Michelle had to take the car into work, because she sure couldn’t work from home today, but at least the traffic lights worked most of the way in that direction. I wrapped up with my knitting in much-needed blankets created by the hands of my wonderful friends; John curled up with a good old-fashioned book.

And every now and then, we opened the fridge.

Backing up a bit–last fall, our friend Ken sent an email: there was a grand opening special that included this type of generator at this price. Richard looked it up, went, wow, that’s better than I ever expected to get for that much, and we snagged the last one.  It had bothered him a long time that we didn’t have one, and now we finally would.

So now we’ve tried it out.  It was far quieter than I’d expected.  The fridge and freezer were good to go.

It was the dumb little things that kept tripping me up; I wanted a mug of hot cocoa fiercely in that cold, to the point even of debating moving the big microwave out of the kitchen and wrestling it into the middle of the family room floor where the cord could reach the generator’s plug-in.  (The generator itself was safely outside.)  Maybe John could strong-arm it for me?  But it seemed like a really bad idea all around and we voted against it.  Don’t overload that thing.  He admitted he’d checked out the Starbucks when he’d gone for gas to power the thing, but they were closed down–no hot chocolate there, and you just didn’t want to be on the road for dumb stuff.

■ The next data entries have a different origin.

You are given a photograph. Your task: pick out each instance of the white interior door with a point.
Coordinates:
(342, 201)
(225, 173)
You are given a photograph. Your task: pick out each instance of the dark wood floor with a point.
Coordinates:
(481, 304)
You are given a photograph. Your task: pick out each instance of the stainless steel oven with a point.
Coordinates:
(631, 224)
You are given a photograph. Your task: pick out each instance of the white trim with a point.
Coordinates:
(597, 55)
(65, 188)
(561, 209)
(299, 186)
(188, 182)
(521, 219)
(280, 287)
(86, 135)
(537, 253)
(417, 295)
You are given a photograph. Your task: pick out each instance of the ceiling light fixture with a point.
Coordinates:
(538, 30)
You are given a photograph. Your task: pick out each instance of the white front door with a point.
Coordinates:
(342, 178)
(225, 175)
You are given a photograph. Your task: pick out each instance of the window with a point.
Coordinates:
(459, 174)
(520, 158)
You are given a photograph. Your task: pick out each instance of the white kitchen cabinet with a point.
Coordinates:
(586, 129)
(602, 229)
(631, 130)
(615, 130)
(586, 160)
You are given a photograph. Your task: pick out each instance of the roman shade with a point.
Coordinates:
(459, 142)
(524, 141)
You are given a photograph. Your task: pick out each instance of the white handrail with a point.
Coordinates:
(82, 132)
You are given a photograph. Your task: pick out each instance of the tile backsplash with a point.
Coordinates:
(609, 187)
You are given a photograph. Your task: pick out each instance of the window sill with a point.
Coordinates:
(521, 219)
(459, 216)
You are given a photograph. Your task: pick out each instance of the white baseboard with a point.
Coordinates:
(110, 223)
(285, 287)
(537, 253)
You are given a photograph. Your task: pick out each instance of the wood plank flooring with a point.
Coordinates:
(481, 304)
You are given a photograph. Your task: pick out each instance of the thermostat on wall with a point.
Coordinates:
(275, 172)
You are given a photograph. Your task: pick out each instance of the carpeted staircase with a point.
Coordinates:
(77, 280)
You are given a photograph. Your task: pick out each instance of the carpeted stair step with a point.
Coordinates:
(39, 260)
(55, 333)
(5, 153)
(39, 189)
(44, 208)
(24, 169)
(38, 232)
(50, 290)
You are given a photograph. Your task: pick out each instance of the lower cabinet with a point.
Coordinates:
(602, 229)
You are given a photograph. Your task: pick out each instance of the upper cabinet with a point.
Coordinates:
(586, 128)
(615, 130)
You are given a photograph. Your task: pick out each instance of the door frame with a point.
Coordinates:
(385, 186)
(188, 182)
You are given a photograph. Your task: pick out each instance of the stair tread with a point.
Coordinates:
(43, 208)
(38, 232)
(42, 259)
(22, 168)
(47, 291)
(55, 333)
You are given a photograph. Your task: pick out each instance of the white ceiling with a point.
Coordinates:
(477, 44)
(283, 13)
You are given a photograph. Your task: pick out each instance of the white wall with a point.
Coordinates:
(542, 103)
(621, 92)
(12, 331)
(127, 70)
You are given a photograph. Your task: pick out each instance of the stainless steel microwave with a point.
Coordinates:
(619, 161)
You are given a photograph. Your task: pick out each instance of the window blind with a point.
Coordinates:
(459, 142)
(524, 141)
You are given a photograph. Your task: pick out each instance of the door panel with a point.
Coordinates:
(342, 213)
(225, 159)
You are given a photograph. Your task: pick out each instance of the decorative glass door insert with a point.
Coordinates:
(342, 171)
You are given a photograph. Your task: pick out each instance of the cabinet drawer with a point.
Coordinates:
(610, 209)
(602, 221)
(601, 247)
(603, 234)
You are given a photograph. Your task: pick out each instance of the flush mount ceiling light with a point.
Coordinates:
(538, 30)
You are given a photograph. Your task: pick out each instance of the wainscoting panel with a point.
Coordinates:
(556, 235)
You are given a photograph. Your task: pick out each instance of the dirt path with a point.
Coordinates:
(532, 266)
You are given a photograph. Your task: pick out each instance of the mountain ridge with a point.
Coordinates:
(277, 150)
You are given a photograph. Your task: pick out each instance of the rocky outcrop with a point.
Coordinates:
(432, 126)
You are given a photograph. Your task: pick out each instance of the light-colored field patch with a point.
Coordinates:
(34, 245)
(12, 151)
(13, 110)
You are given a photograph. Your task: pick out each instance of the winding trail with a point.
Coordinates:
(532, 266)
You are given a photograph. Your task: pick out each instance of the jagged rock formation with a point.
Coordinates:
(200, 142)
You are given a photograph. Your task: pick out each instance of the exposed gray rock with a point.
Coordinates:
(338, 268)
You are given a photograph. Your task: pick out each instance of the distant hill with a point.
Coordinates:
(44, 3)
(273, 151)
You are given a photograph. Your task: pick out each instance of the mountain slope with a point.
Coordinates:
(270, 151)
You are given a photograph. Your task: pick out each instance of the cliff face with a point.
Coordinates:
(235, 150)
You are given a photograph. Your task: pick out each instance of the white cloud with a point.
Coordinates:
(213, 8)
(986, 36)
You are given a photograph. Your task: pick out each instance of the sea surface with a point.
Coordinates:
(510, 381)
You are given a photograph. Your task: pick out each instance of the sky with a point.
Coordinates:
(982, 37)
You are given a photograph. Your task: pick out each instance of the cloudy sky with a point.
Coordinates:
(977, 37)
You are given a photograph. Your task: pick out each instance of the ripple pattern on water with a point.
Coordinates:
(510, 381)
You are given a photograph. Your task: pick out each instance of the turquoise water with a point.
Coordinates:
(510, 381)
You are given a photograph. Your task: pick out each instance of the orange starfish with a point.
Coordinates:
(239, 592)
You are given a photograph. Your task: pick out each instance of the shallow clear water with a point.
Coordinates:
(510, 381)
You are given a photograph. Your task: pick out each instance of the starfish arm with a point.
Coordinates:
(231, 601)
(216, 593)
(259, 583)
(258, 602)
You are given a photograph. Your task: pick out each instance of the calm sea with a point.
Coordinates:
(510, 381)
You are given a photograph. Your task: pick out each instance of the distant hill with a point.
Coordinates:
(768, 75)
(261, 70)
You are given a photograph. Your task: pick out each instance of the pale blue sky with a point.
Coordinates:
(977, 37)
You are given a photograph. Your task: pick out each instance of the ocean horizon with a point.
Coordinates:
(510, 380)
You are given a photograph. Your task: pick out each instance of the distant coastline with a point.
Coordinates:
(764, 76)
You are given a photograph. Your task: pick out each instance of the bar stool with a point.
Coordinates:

And then, like I say, the car went (carefully) off with Michelle anyway.

One commentator I read allowed as how everybody in town had taken the day off to enjoy the warm California sun, and I thought, ?! Where are you typing THAT from!?  Okay, granted, compared to, say, DC’s snowmaggedon, but, it was in the low 50’s this morning.

But all of this is just noise, and stupid noise at that, compared to what others are going through that they’ll never be able to turn on the lights again and have it just be over with.  To the folks at Tesla Motors, makers of my dream electric car, and your families–our whole city grieves with you in your losses.

And marvels at the skill and care of that pilot in landing on that crowded street with only one wing left, in such a way that despite all the people present in that neighborhood, somehow nobody on the ground was hurt.  You knew you couldn’t save yourselves, but you did everything you could and so you saved everybody else.